Developments in the two markets where bubble fears have been greatest were far from conclusive. Between the first and third quarters of this year, foreign investors have been a growing proportion of established housing demand in Victoria (10 per cent to 11.5 per cent) but have fallen sharply in New South Wales (12.7 per cent to less than 8 per cent).
Thus, whether using FIRB or NAB data, the idea that Chinese investment has been driving price increases of established homes fails the common-sense test.
Now getting back to that “one in six”.
Contrary to the headlines, what the NAB survey indicates is that foreign investors are currently responding to rising house prices and buying into the section of the market where the rules allow them to – new housing. But they have not been responsible for driving up prices to date. And against a backdrop of low global interest rates due to quantitative easing in the U.S., Europe and Japan, who can blame them for seeking higher returns elsewhere?

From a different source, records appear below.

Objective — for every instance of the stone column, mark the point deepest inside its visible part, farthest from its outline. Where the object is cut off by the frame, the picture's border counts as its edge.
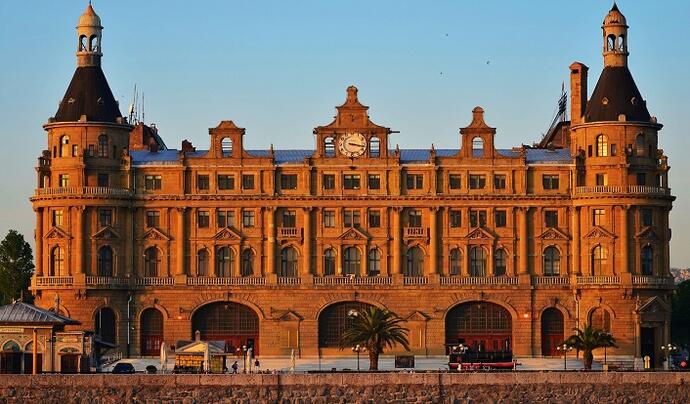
(39, 242)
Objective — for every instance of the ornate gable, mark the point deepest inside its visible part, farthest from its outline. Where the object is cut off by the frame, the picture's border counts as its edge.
(599, 232)
(56, 232)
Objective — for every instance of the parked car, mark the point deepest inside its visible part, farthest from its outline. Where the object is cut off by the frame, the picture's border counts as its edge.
(123, 369)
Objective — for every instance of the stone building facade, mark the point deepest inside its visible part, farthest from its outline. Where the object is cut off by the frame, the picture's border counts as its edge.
(493, 248)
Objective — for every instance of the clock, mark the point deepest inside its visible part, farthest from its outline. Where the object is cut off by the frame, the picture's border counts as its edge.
(352, 144)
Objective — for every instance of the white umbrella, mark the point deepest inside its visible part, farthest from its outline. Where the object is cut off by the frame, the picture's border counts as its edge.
(164, 357)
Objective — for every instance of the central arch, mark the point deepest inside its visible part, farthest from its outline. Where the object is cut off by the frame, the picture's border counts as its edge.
(481, 326)
(335, 319)
(233, 323)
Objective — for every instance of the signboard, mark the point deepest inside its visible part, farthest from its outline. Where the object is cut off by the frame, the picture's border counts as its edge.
(404, 361)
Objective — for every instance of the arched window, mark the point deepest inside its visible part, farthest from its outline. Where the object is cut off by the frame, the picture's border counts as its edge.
(329, 147)
(374, 262)
(415, 262)
(202, 261)
(103, 146)
(225, 260)
(640, 147)
(57, 261)
(602, 146)
(374, 147)
(64, 146)
(105, 261)
(288, 262)
(329, 262)
(647, 257)
(226, 147)
(351, 261)
(552, 261)
(152, 261)
(455, 267)
(477, 261)
(600, 257)
(500, 262)
(247, 268)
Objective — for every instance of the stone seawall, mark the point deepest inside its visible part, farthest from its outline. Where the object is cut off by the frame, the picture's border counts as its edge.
(522, 387)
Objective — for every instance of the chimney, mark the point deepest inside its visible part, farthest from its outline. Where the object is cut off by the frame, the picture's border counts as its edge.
(578, 92)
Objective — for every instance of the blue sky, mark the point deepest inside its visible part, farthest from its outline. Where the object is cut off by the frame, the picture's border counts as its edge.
(278, 68)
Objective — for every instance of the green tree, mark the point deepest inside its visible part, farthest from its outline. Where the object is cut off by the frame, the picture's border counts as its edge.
(16, 268)
(680, 314)
(587, 340)
(376, 329)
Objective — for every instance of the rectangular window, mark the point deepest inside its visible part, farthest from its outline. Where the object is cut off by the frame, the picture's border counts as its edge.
(103, 180)
(414, 181)
(351, 181)
(500, 218)
(226, 218)
(551, 218)
(414, 218)
(226, 182)
(455, 217)
(477, 218)
(289, 219)
(374, 218)
(152, 182)
(202, 182)
(647, 217)
(477, 181)
(247, 181)
(63, 180)
(602, 179)
(153, 218)
(202, 219)
(374, 181)
(288, 181)
(57, 218)
(105, 217)
(329, 218)
(351, 218)
(248, 218)
(550, 181)
(598, 217)
(329, 181)
(499, 181)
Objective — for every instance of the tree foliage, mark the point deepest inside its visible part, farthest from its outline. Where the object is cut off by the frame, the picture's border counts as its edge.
(588, 339)
(375, 329)
(16, 268)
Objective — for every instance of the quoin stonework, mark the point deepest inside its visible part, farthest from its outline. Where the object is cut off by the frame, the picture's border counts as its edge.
(271, 249)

According to the Australian Bureau of Statistics (ABS), house prices started accelerating at the end of 2012. Quarter on quarter growth peaked at 4.2 per cent at the end of 2013. In 2014, the pace has been less than half that.

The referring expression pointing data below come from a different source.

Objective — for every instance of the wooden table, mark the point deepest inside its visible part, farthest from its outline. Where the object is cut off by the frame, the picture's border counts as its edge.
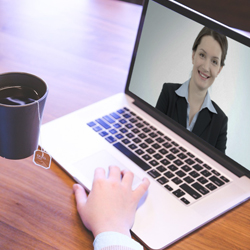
(82, 49)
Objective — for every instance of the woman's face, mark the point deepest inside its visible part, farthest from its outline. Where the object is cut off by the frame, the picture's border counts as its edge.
(206, 63)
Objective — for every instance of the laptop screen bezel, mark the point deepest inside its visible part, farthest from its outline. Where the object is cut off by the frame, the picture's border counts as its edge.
(205, 147)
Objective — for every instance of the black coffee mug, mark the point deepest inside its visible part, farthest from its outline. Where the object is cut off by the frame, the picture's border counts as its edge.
(20, 121)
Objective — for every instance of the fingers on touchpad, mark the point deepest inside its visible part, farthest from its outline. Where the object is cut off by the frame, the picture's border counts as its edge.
(85, 168)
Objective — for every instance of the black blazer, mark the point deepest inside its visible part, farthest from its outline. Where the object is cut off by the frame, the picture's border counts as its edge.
(209, 126)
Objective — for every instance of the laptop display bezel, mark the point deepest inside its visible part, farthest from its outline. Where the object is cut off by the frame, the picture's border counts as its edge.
(205, 147)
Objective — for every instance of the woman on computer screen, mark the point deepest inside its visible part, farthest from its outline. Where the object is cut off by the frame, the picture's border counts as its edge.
(189, 103)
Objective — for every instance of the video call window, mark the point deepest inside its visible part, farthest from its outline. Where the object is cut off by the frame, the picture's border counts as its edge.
(166, 57)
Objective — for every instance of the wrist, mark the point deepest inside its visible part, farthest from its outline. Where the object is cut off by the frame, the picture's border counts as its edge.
(120, 230)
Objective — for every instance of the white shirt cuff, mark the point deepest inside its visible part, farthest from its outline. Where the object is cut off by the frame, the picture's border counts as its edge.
(106, 239)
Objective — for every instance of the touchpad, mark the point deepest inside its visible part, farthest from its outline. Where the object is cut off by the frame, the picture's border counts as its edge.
(84, 169)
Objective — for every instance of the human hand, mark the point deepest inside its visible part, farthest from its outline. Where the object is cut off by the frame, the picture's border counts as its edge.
(111, 204)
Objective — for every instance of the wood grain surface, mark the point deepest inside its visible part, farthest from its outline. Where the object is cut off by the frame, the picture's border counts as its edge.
(82, 49)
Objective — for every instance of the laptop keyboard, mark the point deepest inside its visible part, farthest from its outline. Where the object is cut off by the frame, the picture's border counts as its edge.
(171, 165)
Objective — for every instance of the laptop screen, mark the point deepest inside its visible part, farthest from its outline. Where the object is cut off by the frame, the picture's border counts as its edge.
(165, 61)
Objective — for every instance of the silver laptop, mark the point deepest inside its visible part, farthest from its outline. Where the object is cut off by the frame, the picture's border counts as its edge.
(194, 178)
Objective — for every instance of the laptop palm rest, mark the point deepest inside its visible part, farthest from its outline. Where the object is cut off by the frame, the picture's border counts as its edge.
(85, 169)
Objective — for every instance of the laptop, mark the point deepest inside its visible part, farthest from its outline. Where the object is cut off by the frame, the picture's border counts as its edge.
(192, 180)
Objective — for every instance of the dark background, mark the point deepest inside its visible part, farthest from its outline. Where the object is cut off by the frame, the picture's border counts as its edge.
(234, 13)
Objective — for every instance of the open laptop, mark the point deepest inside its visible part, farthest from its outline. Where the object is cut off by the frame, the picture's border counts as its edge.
(192, 182)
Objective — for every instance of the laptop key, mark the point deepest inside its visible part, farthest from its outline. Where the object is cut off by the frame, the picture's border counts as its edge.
(169, 188)
(143, 165)
(103, 123)
(194, 174)
(153, 173)
(139, 151)
(165, 162)
(115, 115)
(197, 167)
(108, 119)
(200, 188)
(172, 167)
(178, 193)
(224, 178)
(169, 174)
(91, 124)
(150, 151)
(183, 199)
(177, 180)
(103, 133)
(190, 191)
(216, 180)
(188, 179)
(110, 139)
(161, 169)
(154, 163)
(211, 186)
(162, 180)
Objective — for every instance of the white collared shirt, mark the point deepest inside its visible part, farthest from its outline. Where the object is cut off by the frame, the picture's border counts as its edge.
(207, 103)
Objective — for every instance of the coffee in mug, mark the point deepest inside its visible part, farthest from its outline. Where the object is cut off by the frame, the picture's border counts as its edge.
(22, 101)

If foreign investors had been responsible for pushing up prices, they should have emerged as a growing proportion of demand since the beginning of 2013. Except that they didn’t. According to the NAB survey, foreign investors remained a stable 12.5 per cent and 6.5 per cent share of new and established home demand, respectively. The jump to a 16.8 per cent share of new home demand (the much-reported “one in six”) only occurred in the most recent quarter. And this rise was made all the more dramatic by the fact that their share had actually fallen in the second quarter to 10.2 per cent.
If the NAB survey is correct, one might almost feel sorry for foreign buyers because it appears they are entering the market at what is likely the tail end of the boom.

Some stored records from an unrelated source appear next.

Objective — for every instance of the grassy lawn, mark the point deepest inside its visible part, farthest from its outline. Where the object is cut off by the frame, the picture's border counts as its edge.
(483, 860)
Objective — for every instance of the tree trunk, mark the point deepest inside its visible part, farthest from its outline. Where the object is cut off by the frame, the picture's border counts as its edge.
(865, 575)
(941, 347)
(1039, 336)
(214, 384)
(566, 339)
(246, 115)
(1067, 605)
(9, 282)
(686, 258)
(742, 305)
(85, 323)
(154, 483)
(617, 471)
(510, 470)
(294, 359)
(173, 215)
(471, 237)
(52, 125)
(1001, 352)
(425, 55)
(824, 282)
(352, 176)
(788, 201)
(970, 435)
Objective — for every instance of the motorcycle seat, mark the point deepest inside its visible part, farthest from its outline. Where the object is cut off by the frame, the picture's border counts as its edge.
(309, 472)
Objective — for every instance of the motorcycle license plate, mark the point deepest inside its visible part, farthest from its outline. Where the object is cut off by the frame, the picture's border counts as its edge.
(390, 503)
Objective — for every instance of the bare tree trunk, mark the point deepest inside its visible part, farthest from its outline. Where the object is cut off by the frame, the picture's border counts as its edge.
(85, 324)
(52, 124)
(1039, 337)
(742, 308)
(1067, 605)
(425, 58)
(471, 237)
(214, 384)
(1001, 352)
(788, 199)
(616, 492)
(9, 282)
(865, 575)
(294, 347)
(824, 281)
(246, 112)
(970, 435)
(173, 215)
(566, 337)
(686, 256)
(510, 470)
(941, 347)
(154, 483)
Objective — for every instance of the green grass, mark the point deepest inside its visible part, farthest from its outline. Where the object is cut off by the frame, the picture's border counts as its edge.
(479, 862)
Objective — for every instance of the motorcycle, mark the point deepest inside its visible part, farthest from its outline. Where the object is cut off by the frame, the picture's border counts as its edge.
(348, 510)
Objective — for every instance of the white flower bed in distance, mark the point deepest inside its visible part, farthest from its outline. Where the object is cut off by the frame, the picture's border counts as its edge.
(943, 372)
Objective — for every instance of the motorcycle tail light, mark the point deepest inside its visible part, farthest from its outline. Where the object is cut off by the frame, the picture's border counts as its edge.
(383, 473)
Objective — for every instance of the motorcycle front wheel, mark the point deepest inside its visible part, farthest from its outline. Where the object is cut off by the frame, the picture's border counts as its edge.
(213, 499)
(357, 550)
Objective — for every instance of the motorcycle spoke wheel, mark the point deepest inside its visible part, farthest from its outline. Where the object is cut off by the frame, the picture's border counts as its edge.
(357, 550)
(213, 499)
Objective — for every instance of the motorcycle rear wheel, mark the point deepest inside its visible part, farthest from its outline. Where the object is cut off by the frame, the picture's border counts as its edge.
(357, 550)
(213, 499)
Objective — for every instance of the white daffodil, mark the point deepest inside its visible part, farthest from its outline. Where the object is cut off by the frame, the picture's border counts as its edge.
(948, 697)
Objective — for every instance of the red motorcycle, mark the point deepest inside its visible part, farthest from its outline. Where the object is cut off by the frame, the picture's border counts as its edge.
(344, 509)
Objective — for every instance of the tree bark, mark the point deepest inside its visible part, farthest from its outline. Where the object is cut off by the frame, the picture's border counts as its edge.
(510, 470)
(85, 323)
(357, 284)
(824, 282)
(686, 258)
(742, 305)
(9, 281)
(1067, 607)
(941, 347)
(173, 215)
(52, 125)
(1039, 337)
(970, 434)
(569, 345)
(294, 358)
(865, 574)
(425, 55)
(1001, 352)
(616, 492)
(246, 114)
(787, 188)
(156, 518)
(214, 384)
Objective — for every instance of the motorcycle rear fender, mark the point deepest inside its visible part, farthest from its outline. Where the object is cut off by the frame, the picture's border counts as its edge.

In the new housing market, developments in New South Wales and Victoria are again far from black and white. In Melbourne, the foreign investor share of demand rose from 10 per cent in the first quarter of 2014 to 25 per cent in the third. But in Sydney it fell from 25 per cent in the first quarter to just 5 per cent in the second, before recovering to 17 per cent in the third.
Questions of scale aside, as long as we are talking about new homes, foreign investment means more capital available to expand housing supply. While increased foreign demand may pump up prices in the short run due to inelastic supply, more homes available over time will dampen price growth. This is the whole justification for Australia’s foreign investment regime which welcomes foreign capital for new housing.
With a small population and a limited savings pool, having foreign investment in a capital-intensive sectors of the economy such as real estate makes good sense, just as it does in other sectors such as mining and infrastructure.
The latest NAB survey also hints at the expected impact of the increase in housing supply. House prices are only expected to grow by 2.1 per cent in the next 12 months and 2.4 per cent over the next two years. Queensland, not New South Wales or Victoria, is expected to be the star performer. Rental growth will be anaemic at 0.7 per cent over the next 12 months and 1.2 per cent over the next two years, much slower than the forecast annual increase in the CPI found in the Commonwealth government budget papers of around 2.5 per cent.
It’s time to slay the idea that Chinese money has been behind Australia’s real estate price boom. Maybe then we can begin tackling the real culprits such as cheap credit, limited land releases and tax breaks such as negative gearing.
James Laurenceson is Deputy Director of the Australia-China Relations Institute (ACRI), University of Technology, Sydney.